Oltre 170 scatti e cimeli danno vita a un percorso attraverso luoghi e oggetti, strade e personaggi, piaceri, ritratti, ma anche artisti, scrittori e amici

«Sul Boulevard Saint-Jacques», 1930-32, di Brassaï. © Estate Brassai Succession Paris

Amsterdam (Paesi Bassi). Dal 13 settembre al 3 dicembre il Foam propone la prima retrospettiva in Olanda di Brassaï, organizzata dalla Fundación Mapfre di Barcellona (che l’ha ospitata nel 2018). Più di 170 stampe vintage, disegni, una scultura e materiali di repertorio danno vita a un percorso attraverso luoghi e oggetti, strade e personaggi, piaceri, ritratti, ma anche artisti, scrittori e amici che hanno accompagnato la vita e nutrito l’immaginario di un fotografo tra i più celebri del XX secolo.

Gyulá Halász, in arte Brassaï, nasce nel 1899 a Brasov, città rumena allora parte dell’impero austro-ungarico. Dopo gli studi artistici in Germania, si stabilisce a Parigi nel 1924, luogo di elezione in cui prenderà forma la sua intera poetica. Dapprima pittore, si avvicina ai circoli dell’avanguardia, dove stringe amicizia con scrittori e artisti quali Picasso (le Conversazioni di Brassaï con l’artista spagnolo sono state pubblicate da Allemandi nel 1996, Ndr), Matisse, Dalí e Kertész.

Quest’ultimo lo avvicina alla tecnica fotografica, il linguaggio che Brassaï sceglie per raccontare la sua fascinazione verso la vita parigina. Documenta scene della vita di tutti i giorni, l’architettura e i monumenti, l’opera e il balletto, l’alta società e i protagonisti più in voga degli ambienti intellettuali attorno a Montparnasse.

Nasce un sodalizio con Picasso, per il quale lavora come fotografo nei primi anni Trenta, e con cui avvia una lunga collaborazione. La sua prima, celebre, pubblicazione Paris by Night (1933), gli spalanca le porte al Surrealismo (numerose le pubblicazioni su «Minotaure», la rivista del movimento), che però non sposerà mai, per la natura documentaria, non manipolata, del suo lavoro.

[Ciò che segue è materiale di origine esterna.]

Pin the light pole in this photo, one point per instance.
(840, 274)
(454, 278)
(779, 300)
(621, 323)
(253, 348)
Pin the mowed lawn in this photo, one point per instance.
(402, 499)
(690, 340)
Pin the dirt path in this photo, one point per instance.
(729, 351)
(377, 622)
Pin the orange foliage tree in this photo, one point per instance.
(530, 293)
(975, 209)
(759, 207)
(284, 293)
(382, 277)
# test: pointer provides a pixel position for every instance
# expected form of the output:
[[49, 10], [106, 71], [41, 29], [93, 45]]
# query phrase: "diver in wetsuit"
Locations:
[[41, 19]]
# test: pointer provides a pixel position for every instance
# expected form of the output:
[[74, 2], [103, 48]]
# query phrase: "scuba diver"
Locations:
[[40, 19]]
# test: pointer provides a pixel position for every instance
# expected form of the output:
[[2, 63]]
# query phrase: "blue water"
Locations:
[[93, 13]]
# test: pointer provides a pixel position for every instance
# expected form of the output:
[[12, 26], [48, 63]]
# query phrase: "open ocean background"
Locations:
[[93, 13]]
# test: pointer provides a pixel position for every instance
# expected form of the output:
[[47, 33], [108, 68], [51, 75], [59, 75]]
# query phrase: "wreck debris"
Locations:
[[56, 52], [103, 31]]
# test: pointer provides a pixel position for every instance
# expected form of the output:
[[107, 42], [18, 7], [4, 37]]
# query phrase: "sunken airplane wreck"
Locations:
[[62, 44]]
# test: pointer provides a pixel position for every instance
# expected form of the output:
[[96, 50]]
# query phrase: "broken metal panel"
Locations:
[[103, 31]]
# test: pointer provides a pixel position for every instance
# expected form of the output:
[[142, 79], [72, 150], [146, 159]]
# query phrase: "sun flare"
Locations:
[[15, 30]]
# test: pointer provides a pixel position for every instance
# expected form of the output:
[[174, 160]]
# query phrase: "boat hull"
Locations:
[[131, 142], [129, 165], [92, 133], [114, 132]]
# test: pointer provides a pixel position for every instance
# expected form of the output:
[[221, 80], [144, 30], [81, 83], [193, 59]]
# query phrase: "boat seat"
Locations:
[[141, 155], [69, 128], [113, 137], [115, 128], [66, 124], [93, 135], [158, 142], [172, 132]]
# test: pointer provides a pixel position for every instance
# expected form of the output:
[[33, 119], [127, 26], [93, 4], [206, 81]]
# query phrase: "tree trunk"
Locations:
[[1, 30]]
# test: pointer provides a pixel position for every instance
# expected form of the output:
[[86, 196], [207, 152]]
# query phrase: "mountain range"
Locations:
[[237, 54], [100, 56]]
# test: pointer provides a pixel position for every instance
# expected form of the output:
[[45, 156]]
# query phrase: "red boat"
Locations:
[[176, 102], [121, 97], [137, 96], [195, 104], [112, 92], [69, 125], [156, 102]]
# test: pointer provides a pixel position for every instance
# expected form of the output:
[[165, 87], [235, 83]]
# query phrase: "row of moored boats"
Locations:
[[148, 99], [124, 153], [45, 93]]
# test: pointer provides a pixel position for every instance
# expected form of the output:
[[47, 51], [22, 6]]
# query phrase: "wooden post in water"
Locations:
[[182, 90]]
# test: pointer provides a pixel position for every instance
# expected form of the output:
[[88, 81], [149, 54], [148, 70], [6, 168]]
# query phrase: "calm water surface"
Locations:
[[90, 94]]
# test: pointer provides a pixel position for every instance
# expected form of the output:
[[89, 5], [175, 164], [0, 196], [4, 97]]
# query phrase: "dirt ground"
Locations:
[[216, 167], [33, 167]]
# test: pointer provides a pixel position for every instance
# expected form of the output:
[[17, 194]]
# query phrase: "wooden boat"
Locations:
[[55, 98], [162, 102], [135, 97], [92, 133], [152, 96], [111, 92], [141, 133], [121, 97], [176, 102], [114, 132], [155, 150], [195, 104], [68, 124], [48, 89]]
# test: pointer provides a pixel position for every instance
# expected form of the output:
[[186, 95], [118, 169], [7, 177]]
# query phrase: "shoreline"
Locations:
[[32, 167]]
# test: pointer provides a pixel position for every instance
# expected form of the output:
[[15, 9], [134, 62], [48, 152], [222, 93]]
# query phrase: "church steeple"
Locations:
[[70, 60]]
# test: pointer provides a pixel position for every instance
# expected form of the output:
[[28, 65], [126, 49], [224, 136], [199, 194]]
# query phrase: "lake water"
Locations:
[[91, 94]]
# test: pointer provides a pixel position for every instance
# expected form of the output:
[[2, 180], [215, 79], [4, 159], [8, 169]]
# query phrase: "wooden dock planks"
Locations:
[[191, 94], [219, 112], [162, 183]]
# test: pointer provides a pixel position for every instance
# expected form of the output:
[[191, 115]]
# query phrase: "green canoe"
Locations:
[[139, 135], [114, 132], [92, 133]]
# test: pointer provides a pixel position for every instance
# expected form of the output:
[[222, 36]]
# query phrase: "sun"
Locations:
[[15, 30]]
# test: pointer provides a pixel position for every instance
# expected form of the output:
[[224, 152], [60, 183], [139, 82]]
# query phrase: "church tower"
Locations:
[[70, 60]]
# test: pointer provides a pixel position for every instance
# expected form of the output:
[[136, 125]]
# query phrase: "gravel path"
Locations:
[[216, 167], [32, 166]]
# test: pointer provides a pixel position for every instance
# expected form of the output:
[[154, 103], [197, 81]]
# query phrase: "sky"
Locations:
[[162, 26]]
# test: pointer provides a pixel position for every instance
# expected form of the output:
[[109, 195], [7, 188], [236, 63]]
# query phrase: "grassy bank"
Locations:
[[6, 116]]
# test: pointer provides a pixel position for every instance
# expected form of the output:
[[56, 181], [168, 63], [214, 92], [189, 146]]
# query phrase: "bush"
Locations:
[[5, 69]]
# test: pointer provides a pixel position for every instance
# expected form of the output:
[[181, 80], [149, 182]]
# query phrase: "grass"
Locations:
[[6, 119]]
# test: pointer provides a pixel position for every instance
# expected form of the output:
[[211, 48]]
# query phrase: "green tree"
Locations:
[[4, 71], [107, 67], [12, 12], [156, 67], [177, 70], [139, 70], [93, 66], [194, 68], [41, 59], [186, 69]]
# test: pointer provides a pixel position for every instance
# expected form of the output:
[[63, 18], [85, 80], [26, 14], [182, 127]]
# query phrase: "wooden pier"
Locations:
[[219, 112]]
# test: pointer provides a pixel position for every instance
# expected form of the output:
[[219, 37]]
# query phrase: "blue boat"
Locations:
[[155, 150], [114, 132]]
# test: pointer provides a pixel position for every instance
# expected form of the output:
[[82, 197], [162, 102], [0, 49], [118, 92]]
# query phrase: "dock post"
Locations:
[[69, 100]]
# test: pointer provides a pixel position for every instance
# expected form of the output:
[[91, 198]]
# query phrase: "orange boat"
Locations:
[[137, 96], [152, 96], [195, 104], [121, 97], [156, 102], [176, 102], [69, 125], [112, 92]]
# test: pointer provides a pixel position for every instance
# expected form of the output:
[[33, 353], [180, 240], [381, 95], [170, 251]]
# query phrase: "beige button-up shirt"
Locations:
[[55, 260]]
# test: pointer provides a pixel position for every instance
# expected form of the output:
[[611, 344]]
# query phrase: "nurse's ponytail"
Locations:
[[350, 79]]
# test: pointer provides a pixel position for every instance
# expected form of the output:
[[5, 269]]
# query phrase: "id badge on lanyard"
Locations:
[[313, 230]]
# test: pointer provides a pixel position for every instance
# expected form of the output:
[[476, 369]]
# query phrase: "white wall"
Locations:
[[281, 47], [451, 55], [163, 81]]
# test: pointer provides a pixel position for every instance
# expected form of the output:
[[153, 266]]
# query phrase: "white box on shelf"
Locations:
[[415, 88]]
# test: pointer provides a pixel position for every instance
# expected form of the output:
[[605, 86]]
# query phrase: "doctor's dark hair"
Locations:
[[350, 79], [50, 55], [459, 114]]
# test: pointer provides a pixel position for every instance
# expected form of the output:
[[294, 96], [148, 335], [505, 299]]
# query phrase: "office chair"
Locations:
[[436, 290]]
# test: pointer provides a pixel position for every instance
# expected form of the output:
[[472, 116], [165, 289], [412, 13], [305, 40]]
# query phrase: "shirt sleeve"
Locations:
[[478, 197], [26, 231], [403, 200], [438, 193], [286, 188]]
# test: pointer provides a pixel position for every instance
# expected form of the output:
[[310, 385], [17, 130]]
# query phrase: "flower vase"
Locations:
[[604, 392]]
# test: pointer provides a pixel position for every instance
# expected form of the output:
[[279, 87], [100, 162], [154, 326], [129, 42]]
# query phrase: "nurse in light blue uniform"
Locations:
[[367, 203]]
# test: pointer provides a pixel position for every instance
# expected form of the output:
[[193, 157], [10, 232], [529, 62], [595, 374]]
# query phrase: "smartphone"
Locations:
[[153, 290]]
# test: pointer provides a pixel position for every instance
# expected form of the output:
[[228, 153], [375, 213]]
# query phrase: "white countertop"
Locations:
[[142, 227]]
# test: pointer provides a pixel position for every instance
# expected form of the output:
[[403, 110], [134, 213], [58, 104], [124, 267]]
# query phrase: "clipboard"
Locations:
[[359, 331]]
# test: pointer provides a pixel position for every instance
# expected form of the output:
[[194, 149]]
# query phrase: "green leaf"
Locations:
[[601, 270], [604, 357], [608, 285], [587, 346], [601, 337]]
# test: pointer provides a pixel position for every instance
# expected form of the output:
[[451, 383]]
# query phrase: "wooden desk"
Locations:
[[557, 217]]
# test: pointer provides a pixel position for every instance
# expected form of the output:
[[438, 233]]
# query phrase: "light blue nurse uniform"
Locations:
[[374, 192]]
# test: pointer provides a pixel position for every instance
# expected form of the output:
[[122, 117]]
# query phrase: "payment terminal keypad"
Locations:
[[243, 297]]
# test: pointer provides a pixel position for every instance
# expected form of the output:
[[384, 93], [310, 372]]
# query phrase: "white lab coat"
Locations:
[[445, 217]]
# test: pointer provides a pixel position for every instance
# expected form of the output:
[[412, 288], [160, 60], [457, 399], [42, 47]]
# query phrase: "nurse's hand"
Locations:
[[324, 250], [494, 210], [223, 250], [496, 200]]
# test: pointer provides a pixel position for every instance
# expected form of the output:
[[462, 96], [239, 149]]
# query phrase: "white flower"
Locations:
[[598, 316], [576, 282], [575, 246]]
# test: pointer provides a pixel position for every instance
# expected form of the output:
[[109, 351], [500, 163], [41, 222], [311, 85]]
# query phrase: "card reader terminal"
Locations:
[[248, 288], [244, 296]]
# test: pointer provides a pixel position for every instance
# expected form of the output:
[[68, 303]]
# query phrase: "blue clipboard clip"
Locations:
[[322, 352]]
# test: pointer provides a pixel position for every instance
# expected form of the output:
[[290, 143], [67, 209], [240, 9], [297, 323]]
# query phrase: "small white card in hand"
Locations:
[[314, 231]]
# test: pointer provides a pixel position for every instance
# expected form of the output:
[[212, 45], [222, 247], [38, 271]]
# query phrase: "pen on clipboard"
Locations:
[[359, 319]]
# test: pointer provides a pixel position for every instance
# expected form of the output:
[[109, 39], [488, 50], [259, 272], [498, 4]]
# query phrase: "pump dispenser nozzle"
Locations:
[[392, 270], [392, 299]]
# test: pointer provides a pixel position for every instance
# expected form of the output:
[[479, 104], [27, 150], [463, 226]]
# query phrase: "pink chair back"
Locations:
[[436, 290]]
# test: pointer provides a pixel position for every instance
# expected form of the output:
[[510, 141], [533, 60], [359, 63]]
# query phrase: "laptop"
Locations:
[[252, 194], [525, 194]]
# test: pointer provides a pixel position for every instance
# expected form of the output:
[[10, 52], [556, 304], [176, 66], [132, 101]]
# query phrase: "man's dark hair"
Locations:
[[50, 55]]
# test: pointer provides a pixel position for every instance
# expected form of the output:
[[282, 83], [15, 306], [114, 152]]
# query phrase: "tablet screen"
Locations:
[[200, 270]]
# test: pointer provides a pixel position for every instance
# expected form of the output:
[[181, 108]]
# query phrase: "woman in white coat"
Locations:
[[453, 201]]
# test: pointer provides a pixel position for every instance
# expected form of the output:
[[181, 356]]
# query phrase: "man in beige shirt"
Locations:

Se da un lato l’estetica di Brassaï vi si avvicina nelle atmosfere e nell’uso della luce, al contrario i suoi soggetti sono più che autentici: criminali e prostitute, emarginati e tossicodipendenti, bar e night club. In un momento cruciale per l’affermazione della fotografia come linguaggio artistico, Brassaï viene subito apprezzato negli ambienti artistici, ma anche in quelli commerciali (lunga la collaborazione con «Harper’s Bazaar».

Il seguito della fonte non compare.